Hilton Head Island High School art instructor Monique Dobbelaere was planning her curriculum over the summer when she came across the work of Eric Daigh.
Daigh, an American artist who lives in Michigan, is known for his unusual form of art, creating portraits out of pushpins. He takes a photo and breaks down the subject into thousands of pixels, then creates a map that tells him where all the pushpins go.
Red pushpins go in red squares, blue in blue and so forth. Up close, the pushpins look like pushpins, but further away they look like something completely different.
Inspired by French painters Georges Seurat and Paul Signac, pushpin art employs a method called "optical mixing," in which small dots of various colors create an optical illusion.
Dobbelaere was looking for a way to get a variety of students, teachers and parents involved in an art project, and a pushpin portrait seemed perfect.
"The project had to be self-guided in order to work," Dobbelaere said. "And Eric Daigh's technique made sense."
The first step was creating a template in Adobe Photoshop. Then, she began collecting pushpins.
Once school started, Dobbelaere introduced the idea to all the students in the school. They watched a PowerPoint presentation and a video about pushpin art.
The person in the portrait was a mystery in the beginning, and part of the fun of the project was for participants to try to figure out who he was. Clues were displayed next to the project.
Over the next couple of weeks, students began separating the colored pushpins, spray painting the ones that weren't the right colors and beginning the first few rows of the portrait.

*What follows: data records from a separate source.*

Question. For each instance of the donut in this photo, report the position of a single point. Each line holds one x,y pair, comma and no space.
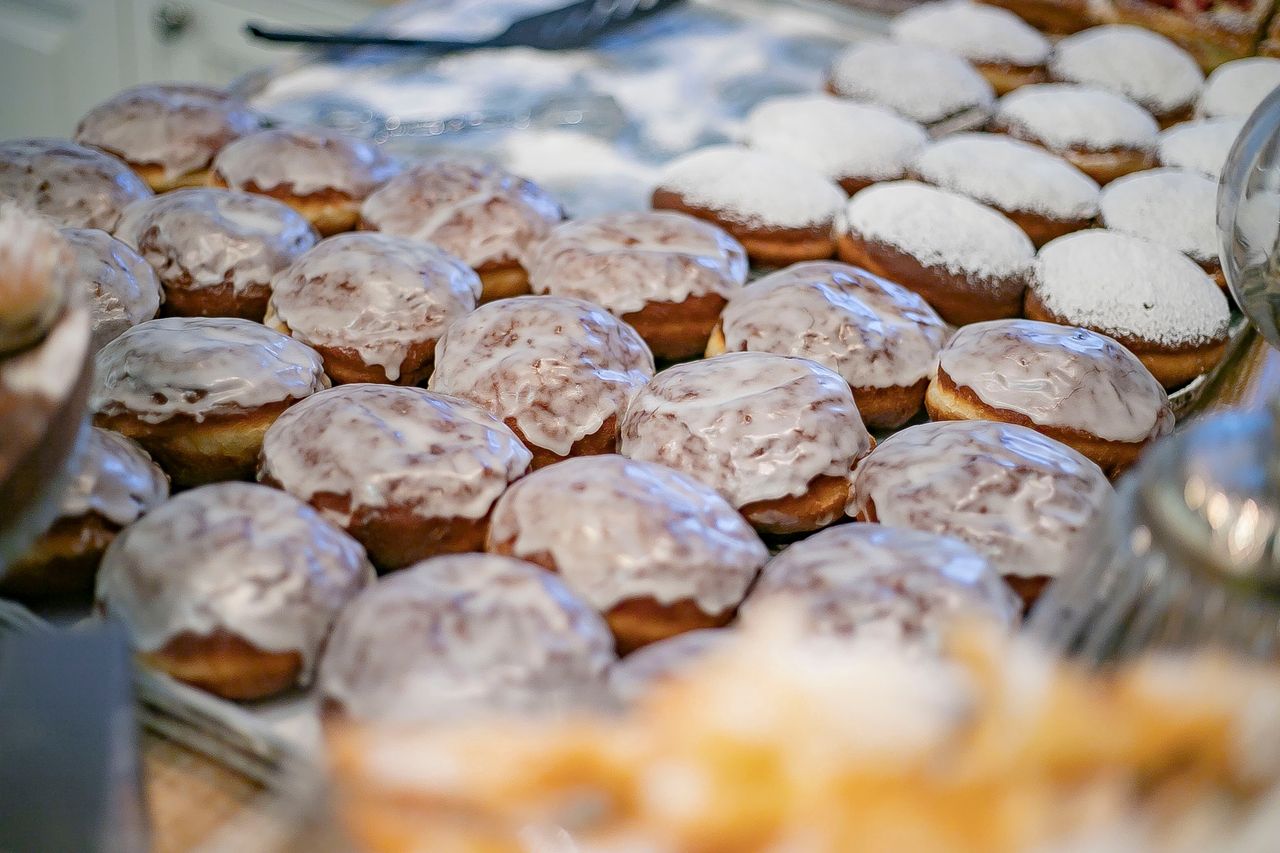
1075,386
114,484
558,372
460,635
1143,65
424,475
73,185
654,551
1150,297
920,82
374,306
200,392
969,261
168,132
215,251
1028,503
781,211
231,588
664,274
855,145
487,217
881,337
1006,50
1101,133
323,174
776,436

After Dobbelaere's art students got the project started, it was moved to the media center, where the rest of the school could participate. Over the past couple of months, people have added pushpins here and there as they passed by the project. Eventually all the pins -- 25,000 in all -- added up to a portrait of the Rev. Martin Luther King Jr.
"MLK as the subject was meant to be significant," Dobbelaere said. "The collaboration required to complete the project echoes him as a symbol of unity."
Senior Ross Dungan said he enjoyed working on the project.
"I think the final product looks really good," he said. "It's just a really different form of art. It just really attracts the eye."